Structure and Organization of the Human Ankyrin-1 Gene
BASIS FOR COMPLEXITY OF PRE-mRNA PROCESSING

(Received for publication, April 3, 1997)

Patrick G. Gallagher Dagger , William T. Tse par , Alphonse L. Scarpa ** , Samuel E. Lux Dagger Dagger and Bernard G. Forget par **

From the Departments of Dagger  Pediatrics, par  Genetics, and ** Internal Medicine, Yale University School of Medicine, New Haven, Connecticut 06510 and the Dagger Dagger  Division of Hematology/Oncology, Children's Hospital, and Dana Farber Cancer Institute, Department of Pediatrics, Harvard Medical School, Boston, Massachusetts 02115

Ankyrin-1 (ANK-1) is an erythrocyte membrane protein that is defective in many patients with hereditary spherocytosis, a common hemolytic anemia.
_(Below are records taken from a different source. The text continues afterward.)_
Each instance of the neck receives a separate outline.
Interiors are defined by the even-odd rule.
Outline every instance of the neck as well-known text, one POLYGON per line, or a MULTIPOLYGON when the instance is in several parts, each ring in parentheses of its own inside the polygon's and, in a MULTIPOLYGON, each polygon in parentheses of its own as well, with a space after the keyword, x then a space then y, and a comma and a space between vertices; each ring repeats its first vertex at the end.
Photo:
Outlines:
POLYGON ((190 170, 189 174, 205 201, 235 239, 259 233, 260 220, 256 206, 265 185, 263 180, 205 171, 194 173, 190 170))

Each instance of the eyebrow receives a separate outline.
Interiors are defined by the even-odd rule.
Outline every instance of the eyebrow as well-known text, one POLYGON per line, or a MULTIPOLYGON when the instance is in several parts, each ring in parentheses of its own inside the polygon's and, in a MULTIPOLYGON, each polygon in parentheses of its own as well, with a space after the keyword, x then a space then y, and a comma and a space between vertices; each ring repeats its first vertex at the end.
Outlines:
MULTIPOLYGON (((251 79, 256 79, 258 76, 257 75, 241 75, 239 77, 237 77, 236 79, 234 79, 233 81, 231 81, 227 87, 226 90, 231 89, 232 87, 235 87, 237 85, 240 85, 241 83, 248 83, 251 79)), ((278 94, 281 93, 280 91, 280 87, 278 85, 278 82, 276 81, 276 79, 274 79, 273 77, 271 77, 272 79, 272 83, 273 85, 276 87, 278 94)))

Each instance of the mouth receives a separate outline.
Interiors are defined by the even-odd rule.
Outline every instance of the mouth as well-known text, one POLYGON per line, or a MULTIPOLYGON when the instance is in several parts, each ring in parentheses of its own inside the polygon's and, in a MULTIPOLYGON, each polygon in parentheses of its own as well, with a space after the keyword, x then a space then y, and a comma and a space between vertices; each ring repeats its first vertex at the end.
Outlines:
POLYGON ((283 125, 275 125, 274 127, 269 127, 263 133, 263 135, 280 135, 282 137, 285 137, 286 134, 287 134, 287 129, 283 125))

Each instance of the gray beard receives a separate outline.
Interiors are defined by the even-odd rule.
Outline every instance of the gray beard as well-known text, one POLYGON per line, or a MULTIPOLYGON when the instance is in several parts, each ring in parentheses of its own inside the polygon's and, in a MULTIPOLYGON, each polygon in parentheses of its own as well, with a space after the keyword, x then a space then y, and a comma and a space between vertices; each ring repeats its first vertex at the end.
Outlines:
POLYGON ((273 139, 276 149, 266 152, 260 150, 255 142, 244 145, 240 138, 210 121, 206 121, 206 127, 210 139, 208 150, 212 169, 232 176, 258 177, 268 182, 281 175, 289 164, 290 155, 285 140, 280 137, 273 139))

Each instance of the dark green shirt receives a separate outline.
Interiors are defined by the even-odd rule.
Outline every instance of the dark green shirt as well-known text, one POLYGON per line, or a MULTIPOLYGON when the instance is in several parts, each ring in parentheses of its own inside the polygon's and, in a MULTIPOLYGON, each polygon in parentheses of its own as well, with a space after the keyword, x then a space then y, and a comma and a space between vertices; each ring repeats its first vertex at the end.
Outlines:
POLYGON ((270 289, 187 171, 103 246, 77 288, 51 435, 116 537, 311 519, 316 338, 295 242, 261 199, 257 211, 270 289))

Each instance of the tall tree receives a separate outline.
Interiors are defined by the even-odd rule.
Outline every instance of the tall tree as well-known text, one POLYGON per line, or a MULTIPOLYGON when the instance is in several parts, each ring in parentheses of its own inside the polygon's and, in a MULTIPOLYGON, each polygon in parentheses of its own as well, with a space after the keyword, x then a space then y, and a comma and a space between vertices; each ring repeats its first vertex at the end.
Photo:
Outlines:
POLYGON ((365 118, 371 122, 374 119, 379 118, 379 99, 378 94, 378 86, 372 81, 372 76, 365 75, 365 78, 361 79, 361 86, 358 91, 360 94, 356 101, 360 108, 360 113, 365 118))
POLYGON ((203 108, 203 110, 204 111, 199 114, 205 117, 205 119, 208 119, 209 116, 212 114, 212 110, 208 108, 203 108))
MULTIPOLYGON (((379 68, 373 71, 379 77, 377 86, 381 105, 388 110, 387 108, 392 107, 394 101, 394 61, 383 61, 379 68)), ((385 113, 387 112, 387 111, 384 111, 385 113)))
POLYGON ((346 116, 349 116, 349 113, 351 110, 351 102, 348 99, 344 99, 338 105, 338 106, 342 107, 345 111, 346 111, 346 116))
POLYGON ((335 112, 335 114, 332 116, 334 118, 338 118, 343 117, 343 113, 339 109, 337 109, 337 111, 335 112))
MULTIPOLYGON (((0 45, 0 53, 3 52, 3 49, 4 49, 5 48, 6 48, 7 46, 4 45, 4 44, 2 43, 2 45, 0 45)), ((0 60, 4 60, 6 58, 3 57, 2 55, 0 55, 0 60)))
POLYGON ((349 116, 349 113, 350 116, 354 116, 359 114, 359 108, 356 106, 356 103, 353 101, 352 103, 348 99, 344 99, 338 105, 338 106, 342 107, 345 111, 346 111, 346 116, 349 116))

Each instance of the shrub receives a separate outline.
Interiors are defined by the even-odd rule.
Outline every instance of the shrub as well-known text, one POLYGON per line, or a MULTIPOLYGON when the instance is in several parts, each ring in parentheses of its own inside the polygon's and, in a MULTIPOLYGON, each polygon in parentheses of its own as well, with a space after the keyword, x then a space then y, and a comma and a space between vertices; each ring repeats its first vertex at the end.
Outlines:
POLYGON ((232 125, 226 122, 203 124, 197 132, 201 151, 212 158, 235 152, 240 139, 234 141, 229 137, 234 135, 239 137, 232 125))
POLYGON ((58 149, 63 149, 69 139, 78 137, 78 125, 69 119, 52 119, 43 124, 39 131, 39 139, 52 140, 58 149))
In the red cell, ankyrin-1 provides the primary linkage between the membrane skeleton and the plasma membrane. To gain additional insight into the structure and function of this protein and to provide the necessary tools for further genetic studies of hereditary spherocytosis patients, we cloned the human ANK-1 chromosomal gene. Characterization of the ANK-1 gene genomic structure revealed that the erythroid transcript is composed of 42 exons distributed over ~160 kilobase pairs of DNA. Comparison of the genomic structure with the protein domains reveals a near-absolute correlation between the tandem repeats encoding the membrane-binding domain of ankyrin with the location of the intron/exon boundaries in the corresponding part of the gene. Erythroid stage-specific, complex patterns of alternative splicing were identified in the region encoding the regulatory domain of ankyrin-1. Novel brain-specific transcripts were also identified in this region, as well as in the "hinge" region between the membrane-binding and spectrin-binding domains. Utilization of alternative polyadenylation signals was found to be the basis for the previously described, stage-specific 9.0- and 7.2-kilobase pair transcripts of the ANK-1 gene.